(August 2, 2008) More than three decades after Baba Amte won the Magsaysay Award
for public service, his son Prakash Amte was on Thursday chosen along with his wife
Mandakini for the prestigious prize, called the Asian Nobel Prize, in the category
of community leadership. The Ramon Magsaysay Award was established in April 1957 by
the trustees of the Rockefeller Brothers Fund based in New York City. With the concurrence
of the Philippine government, the prize was created to commemorate Ramon Magsaysay,
the late president of the Philippines, and to perpetuate his example of integrity
in government, courageous service to the people, and pragmatic idealism within a democratic
society. When news that he and his wife have been chosen for the award reached him,
Prakash was doing what he is best at — rescuing animals: releasing a 8-ft-long python
in the jungle.
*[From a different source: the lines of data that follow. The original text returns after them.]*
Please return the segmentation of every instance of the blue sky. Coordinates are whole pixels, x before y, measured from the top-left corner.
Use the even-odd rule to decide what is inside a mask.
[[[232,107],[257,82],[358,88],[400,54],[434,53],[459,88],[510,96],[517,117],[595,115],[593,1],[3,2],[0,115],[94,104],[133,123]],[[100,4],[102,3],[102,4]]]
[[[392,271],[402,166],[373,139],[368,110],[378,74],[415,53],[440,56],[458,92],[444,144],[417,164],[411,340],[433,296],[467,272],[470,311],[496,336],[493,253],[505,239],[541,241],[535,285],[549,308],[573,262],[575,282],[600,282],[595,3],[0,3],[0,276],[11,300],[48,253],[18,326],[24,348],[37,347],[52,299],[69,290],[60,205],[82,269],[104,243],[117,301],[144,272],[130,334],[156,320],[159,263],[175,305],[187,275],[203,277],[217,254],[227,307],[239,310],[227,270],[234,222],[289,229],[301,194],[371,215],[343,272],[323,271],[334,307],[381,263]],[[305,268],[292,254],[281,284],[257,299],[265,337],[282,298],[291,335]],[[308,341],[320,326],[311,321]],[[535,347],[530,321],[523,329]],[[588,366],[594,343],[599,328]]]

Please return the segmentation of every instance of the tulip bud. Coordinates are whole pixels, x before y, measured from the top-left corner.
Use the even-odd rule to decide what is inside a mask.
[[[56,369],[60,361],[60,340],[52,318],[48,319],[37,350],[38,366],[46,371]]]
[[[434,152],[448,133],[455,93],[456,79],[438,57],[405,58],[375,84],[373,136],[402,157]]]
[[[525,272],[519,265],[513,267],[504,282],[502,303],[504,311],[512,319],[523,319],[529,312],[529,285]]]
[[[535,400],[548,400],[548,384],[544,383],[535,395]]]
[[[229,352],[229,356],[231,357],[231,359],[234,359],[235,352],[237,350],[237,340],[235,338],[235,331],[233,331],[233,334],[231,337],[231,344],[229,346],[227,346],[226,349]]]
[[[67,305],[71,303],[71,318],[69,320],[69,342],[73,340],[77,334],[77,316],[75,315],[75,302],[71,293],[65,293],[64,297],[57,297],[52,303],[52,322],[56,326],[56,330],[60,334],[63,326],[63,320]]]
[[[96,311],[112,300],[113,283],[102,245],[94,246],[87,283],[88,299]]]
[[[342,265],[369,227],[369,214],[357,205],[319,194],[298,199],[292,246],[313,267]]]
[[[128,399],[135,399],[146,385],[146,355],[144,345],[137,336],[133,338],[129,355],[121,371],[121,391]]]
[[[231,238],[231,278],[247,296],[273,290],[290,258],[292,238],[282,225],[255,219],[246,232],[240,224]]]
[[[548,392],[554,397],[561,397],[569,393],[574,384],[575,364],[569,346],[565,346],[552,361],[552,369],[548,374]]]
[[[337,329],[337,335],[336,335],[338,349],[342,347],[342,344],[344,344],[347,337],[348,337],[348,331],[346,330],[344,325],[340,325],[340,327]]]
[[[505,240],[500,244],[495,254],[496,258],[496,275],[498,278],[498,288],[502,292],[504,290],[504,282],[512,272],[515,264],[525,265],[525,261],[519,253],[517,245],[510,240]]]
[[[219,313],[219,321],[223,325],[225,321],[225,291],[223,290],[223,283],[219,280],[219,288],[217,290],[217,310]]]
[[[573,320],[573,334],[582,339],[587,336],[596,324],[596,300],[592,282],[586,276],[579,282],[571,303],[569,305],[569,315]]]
It was 35 years ago, following in the footsteps of his father that
Prakash had set up the first hospital for the Madia Gond tribals living in deplorable
conditions in the forests of Gadchiroli district of Maharashtra and nearby Bastar
region, now part of Chhattisgarh. Equipped with a medical degree, he took up his father’s
offer to serve the tribals. Baba Amte had won the award in 1975. The doctor couple
were awarded for “enhancing the capacity of Madia Gonds to adapt positively in today’s
India, through healing and teaching and other compassionate interventions’’, the Ramon
Magsaysay Award Foundation said in Manila.